In his keynote speech, titled “From Unagented Queries to a Dozen Books With Five Different Publishers,” Lehto will discuss how he went from being an unpublished author to having a dozen books published by four different publishers (and picked up an agent along the way). Highlights of his talk will include how he writes, where his book ideas have come from, how to tell good ideas from bad, how he sold his first books without an agent, and how it happened to be that Jay Leno wrote the forewords to two of his books.
Other sessions to be held are “Children’s Book Industry 101: Terms, Conventions, How It Works, and How We Get Paid” by Carrie Pearson, “Open a Vein: The Art of Memoir in Today’s Culture” by Felicia Schneiderhan, “Life-Altering Surprises, Annoying Sisters, and Running from Danger: Using Various Forms of Conflict to Keep Readers Addicted to Your Novel” by Naomi Rawlings, “The Quest for Your Best: A Poetry Workshop” by Janeen Rastall, “The Gift of Reading: A Book-Binding Workshop” by Susan Rosemurgy, and “How to Write a Mystery in 10 Agonizing Steps” by Vickie Fee. All the speakers are members of UPPAA or authors who live in or write about Upper Michigan.
This year, UPPAA will also present the first Dandelion Cottage Awards for its student short story contest. First place winner Katie McEachern of Negaunee will be present to receive her award for her story “The Attack.” The award includes a medallion, the winner’s name on a traveling school trophy, and a $250 cash prize. Second place will be awarded to Emma Locknane of Gwinn for her story “Welcome to the New Age,” accompanied by a medallion and $100 prize. Third place was a tie. Medallions and prize money of $50 will go to both Anna Laakso of Republic/Michigamme for her story “Elite” and to Sarah Lauzon of Ironwood for “Henry the Kitten.” Honorable Mention is also given to Sierra Hendrickson of Negaunee for her story “Abducted.”
In addition, the second volume of U.P. Reader, UPPAA’s own annual literary anthology featuring works by its members, will be released. Last year’s U.P. Reader was a successful publication that helped spread the word about the organization, raise money for it, and highlight the many writers living in the U.P. This year’s issue is even bigger and better than last year’s.
Finally, there will be a business meeting, a catered lunch buffet, a book collection taken up to support the Alger County Kiwanis’ annual auction, and networking opportunities for anyone wishing to learn more about writing, publishing, and book marketing.
The general public may attend the meeting for a $15 registration fee. UPPAA members attend free of charge. Space is limited, so advanced registration is recommended. Membership details, benefits, and registration are available online at www.uppaa.org. A catered deli lunch is available for $10 per person with advance reservations required. For questions, contact membership secretary Brandy Thomas at email@example.com or (509) 675-2487. To register by mail, send a check payable to UPPAA to Brandy Thomas, 140 Youngs Road, Gwinn, MI 49841. Registrations online or by mail must be received no later than May 25.

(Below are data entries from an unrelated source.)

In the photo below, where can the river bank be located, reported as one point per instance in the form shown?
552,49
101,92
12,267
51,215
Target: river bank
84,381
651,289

Established in 1998 to support authors and publishers who live in or write about Michigan’s Upper Peninsula, UPPAA is a Michigan nonprofit association with more than 100 members, many of whose books are featured on the organization’s website at www.uppaa.org. UPPAA welcomes membership and participation from anyone with a UP connection who is interested in writing and publishing books.